If a traffic ticket turned into a warrant will I be arrested on the spot if I go to the court house? 13 Answers as of May 21, 2013I was cited with a fix it ticket for not having a front license plate on my car and after, unfortunately, forgetting about it, I received a letter informing me that I now have a warrant. There was a bail amount set for $660 and told to see a judge. If I go to the courthouse will I a) be arrested on the spot? b) can I have this expunged? c) What sort of criminal offense is this? d) Will a bench warrant show up on a background check? Thank you very much for your help.
Law Office of Mark Bruce | Mark Corwin Bruce
Most likely you will be given a chance to deal with the fix it ticket. The court probably said you had a failure to appear, which can be a misdemeanor, but most judges are willing to dismiss those if you show up to deal with the ticket.
Answer Applies to: California
Lawrence Lewis | Lawrence Lewis, PC
You have a traffic citation for the plate, and a bench warrant for your failure to appear. You will be arrested as soon as you appear at the courthouse. Bench warrant is not a criminal offense. A bench warrant will show up as a failure to appear in court. You cannot have bench warrant expunged.
Answer Applies to: Georgia
The McDonnell Law Firm, PLLC | Patrick J. McDonnell
You have to answer it. It won't go away. If you posted that $660 bail and failed to show, you've probably lost that bail. If it's just a vehicle and traffic offense, it's not a crime. My advice is to go to court with an attorney at a time when court is in session. Chances are you can take care of that matter right then and there.
Answer Applies to: New York
Natty Shafer Law | Nathaniel Shafer
Most judges withdraw a bench warrant after you make an appearance in court, and then allow you to pay your fine. If the judge withdraws the warrant, then you won't have any criminal history. If you're worried, you can hire an attorney to help you.
Answer Applies to: Utah
Law Office of Edmund P. Allen Jr. | Edmund P. Allen Jr.

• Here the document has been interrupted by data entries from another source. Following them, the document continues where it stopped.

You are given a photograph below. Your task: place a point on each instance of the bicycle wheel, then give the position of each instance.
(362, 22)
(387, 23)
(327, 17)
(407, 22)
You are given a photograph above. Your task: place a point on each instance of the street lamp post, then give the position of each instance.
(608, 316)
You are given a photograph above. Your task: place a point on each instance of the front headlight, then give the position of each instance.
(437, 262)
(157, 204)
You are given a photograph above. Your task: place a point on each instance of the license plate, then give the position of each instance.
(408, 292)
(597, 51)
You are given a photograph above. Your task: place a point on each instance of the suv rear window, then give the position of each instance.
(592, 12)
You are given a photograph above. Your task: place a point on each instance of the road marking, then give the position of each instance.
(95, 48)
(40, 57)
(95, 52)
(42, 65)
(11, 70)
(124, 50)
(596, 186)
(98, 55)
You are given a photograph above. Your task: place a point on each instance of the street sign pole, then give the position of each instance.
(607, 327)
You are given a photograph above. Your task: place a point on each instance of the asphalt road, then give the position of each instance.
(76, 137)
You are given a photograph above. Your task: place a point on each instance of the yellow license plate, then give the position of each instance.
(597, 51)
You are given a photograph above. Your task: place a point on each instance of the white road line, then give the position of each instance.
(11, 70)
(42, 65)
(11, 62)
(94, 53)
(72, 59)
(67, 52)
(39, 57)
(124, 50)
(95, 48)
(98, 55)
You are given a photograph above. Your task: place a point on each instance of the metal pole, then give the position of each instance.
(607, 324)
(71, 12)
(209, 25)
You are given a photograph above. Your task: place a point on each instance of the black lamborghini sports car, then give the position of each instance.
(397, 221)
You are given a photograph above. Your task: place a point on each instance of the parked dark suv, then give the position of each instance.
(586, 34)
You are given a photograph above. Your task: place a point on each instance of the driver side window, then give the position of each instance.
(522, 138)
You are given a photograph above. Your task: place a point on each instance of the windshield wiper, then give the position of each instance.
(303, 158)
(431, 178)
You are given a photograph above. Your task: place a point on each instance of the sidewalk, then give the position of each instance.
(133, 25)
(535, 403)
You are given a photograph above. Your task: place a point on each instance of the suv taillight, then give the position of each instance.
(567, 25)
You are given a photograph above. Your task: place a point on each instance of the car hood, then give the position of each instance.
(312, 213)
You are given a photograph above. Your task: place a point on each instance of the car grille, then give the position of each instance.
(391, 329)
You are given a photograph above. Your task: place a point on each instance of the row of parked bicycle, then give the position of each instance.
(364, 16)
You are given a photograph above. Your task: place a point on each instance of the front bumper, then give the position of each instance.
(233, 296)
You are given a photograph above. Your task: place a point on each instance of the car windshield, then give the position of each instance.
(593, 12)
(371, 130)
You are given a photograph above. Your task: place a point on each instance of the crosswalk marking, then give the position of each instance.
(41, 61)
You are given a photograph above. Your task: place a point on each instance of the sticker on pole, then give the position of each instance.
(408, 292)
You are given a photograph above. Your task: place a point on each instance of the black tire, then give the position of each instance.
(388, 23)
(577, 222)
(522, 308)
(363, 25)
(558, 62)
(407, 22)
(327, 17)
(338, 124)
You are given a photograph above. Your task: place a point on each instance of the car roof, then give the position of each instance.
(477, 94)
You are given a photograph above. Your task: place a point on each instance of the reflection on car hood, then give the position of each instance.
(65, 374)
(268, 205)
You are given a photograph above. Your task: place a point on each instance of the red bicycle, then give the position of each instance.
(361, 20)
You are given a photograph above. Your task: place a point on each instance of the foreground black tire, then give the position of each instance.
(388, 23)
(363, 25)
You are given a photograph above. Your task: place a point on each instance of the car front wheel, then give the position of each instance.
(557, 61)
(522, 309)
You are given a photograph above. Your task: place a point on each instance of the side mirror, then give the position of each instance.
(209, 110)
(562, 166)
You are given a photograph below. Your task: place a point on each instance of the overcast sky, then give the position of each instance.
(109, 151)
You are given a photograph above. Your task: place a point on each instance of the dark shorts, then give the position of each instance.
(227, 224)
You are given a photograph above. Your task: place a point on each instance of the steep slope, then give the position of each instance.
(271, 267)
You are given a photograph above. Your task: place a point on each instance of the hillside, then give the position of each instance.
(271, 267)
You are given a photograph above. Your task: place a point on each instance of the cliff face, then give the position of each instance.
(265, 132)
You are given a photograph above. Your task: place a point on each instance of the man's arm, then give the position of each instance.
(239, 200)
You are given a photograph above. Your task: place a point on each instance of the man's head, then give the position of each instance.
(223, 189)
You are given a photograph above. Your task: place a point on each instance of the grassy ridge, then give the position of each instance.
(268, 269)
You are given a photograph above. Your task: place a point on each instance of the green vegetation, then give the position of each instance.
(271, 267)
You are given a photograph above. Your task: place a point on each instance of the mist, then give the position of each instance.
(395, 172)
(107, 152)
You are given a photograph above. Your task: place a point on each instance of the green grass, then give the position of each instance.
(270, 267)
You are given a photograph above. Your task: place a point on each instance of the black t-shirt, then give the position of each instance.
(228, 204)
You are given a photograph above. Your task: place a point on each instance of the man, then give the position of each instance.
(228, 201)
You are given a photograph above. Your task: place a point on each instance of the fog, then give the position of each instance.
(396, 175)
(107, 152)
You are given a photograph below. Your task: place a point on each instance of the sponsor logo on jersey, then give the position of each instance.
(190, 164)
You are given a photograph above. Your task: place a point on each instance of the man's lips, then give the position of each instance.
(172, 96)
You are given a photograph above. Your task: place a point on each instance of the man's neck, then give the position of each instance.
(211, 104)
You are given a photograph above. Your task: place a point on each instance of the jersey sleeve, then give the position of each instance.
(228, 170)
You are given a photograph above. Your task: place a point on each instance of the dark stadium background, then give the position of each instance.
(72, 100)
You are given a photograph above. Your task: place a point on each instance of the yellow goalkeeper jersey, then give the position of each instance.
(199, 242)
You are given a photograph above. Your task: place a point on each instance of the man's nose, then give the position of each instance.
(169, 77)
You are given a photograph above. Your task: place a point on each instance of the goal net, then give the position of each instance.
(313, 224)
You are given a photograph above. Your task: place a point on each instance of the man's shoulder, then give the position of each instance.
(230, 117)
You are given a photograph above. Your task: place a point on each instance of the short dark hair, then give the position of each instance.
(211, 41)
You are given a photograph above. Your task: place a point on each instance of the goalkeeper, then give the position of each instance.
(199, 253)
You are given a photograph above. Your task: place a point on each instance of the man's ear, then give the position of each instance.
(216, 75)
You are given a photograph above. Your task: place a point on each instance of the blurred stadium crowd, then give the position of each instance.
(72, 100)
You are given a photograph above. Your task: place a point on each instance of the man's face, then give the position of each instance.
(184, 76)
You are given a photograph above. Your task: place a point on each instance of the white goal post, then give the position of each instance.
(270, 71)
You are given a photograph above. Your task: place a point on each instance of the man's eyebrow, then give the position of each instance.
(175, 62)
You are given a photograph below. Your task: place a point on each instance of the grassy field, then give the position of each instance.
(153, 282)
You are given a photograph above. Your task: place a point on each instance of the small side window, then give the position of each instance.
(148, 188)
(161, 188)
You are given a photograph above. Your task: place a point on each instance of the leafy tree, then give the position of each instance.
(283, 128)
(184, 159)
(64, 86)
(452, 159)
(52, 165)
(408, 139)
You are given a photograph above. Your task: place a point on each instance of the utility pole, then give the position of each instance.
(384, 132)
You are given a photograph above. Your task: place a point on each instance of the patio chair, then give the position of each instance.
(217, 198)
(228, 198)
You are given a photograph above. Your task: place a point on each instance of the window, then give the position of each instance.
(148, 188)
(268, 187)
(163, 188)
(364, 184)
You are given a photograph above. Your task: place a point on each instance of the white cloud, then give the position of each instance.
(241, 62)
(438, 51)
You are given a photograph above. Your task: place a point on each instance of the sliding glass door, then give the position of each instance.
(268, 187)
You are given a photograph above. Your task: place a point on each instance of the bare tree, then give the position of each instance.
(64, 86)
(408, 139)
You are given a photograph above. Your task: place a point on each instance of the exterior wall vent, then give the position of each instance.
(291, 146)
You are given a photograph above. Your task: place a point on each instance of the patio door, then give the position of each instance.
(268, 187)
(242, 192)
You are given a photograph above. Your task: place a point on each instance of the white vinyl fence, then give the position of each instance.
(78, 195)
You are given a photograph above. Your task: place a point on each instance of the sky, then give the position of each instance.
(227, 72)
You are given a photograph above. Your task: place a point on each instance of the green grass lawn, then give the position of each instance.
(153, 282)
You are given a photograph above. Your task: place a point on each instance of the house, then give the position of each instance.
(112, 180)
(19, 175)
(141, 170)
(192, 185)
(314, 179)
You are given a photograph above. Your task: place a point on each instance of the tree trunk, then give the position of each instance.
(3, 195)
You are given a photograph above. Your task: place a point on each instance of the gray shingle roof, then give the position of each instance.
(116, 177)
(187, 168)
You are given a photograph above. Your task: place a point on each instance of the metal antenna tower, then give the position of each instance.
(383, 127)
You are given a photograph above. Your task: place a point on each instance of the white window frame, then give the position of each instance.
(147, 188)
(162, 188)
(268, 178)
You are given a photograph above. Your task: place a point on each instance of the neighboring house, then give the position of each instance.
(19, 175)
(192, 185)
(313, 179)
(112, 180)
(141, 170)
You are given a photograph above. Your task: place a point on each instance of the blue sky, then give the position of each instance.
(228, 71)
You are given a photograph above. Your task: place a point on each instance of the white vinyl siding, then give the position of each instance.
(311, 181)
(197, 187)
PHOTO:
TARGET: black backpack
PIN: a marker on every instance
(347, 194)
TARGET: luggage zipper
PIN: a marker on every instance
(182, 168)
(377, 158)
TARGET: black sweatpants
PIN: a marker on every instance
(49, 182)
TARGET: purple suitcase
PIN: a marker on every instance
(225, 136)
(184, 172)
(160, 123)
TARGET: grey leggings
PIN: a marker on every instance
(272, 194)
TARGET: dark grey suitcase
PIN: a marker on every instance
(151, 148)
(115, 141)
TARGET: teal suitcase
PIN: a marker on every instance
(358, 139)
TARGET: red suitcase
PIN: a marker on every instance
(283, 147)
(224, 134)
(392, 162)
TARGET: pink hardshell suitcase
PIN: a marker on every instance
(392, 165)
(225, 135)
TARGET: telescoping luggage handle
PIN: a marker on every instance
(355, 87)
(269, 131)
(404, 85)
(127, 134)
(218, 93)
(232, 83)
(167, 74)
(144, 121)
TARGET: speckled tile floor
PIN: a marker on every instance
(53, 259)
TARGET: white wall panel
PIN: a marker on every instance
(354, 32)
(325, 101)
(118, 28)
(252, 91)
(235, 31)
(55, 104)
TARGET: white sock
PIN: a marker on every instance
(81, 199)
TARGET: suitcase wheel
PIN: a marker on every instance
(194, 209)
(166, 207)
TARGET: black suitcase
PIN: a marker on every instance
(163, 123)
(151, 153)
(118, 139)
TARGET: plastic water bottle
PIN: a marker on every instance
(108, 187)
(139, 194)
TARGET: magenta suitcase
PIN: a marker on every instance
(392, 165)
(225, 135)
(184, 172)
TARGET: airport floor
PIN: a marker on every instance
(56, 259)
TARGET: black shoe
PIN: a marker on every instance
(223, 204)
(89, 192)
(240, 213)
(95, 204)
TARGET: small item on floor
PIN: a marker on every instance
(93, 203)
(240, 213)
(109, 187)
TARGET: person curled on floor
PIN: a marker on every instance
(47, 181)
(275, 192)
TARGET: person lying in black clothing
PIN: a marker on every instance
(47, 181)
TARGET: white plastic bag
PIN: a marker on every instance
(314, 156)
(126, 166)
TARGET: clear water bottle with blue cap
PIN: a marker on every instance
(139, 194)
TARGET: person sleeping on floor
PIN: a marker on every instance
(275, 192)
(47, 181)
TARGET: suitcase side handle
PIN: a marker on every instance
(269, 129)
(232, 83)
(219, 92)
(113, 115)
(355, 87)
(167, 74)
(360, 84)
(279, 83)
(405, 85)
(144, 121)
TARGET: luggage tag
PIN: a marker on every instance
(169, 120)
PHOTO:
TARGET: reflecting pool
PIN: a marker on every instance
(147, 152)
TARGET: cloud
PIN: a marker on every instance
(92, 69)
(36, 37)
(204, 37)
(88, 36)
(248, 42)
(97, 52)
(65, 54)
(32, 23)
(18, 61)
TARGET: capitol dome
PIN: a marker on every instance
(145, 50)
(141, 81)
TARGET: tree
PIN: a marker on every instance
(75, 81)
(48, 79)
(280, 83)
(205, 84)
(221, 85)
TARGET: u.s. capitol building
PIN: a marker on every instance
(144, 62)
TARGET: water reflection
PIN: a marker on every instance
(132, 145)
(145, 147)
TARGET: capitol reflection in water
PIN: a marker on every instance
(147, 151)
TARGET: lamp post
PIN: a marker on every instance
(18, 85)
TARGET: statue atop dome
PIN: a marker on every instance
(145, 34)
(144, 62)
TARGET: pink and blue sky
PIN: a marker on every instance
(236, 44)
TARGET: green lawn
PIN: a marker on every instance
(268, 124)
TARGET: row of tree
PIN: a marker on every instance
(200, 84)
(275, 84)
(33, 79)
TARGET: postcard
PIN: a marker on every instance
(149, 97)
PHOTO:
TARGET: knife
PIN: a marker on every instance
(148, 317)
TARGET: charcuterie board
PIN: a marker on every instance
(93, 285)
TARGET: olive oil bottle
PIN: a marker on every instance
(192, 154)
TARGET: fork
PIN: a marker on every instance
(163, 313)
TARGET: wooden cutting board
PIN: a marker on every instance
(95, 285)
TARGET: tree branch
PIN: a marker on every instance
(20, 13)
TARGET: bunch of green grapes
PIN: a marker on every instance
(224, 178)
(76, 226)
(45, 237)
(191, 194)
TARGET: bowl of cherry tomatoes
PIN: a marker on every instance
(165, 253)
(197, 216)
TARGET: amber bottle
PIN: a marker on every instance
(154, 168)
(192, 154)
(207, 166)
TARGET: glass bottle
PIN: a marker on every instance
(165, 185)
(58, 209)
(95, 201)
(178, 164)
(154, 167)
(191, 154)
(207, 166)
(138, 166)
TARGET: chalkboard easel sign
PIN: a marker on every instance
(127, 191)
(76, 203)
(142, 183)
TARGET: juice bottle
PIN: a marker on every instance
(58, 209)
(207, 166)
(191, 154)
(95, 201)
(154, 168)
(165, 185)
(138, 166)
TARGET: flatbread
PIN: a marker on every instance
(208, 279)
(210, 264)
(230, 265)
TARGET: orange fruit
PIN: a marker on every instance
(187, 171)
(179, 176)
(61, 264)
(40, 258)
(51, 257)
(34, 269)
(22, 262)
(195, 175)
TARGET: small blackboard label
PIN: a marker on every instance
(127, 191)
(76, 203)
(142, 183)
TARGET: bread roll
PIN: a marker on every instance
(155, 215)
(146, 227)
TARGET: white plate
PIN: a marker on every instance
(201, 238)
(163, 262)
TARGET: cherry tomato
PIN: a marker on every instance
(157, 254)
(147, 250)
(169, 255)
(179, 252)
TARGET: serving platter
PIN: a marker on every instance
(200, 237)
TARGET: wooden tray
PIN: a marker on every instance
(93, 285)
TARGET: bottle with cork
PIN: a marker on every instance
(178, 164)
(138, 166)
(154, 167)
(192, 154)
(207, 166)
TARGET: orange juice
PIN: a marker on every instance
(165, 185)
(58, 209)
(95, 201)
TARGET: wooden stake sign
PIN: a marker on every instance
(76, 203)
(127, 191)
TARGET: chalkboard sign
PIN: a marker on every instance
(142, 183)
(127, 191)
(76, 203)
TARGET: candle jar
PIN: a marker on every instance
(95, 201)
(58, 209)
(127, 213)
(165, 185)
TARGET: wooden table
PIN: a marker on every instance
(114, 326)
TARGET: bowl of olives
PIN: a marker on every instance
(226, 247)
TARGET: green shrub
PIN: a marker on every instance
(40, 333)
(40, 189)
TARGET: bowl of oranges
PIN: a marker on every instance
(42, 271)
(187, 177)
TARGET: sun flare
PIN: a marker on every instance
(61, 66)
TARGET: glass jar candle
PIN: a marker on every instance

Generally, you will not be arrested in the court house for small bail warrants. Procedures vary from court to court, but they can usually quash your warrant at the counter and give you a new court date, or have you go before the judge to ask that the warrant be quashed and a new date set. If the underlying charge required your personal appearance in court, then it was actually some misdemeanor criminal charge. For civil traffic infractions, they usually do not issue warrants if you do not respond. Instead they give you the full fine, send it to collections, and your driver's license will eventually get suspended until you deal with it. Have a good weekend.
Answer Applies to: Washington
Anderson Law Office | Scott L. Anderson
Usually if there is a warrant for this type of offense you would be able to post bail and not be arrested. Once you get the bail taken care of you will be given a new court date that you must appear at and either pay or negotiate some type of resolution with the prosecutor.
Answer Applies to: Minnesota
Andersen Law PLLC | Craig Andersen
You should be able to pay the ticket and have it end. You shouldn't be arrested if you go to court and let the judge know that you will pay the ticket. It should only show up as a citation and a FTA. Make sure you don't have any drugs or weapons on you when you go to court just in case the judge gets a wild hair and books you. That is unlikely but better safe than sorry.
Answer Applies to: Washington
Law Office of Eric S. Lumberg | Eric S. Lumberg
The best thing to do would be to appear at the Court and resolve this issue. It is likely that you can post a bond (less than the specified amount) and then get a court date. From your question, it sounds as if you can resolve this ticket easily by fixing the problem. Many courts will actually dismiss this ticket upon proof of correction. While a bench warrant will show up on any check, it will be removed once it is resolved.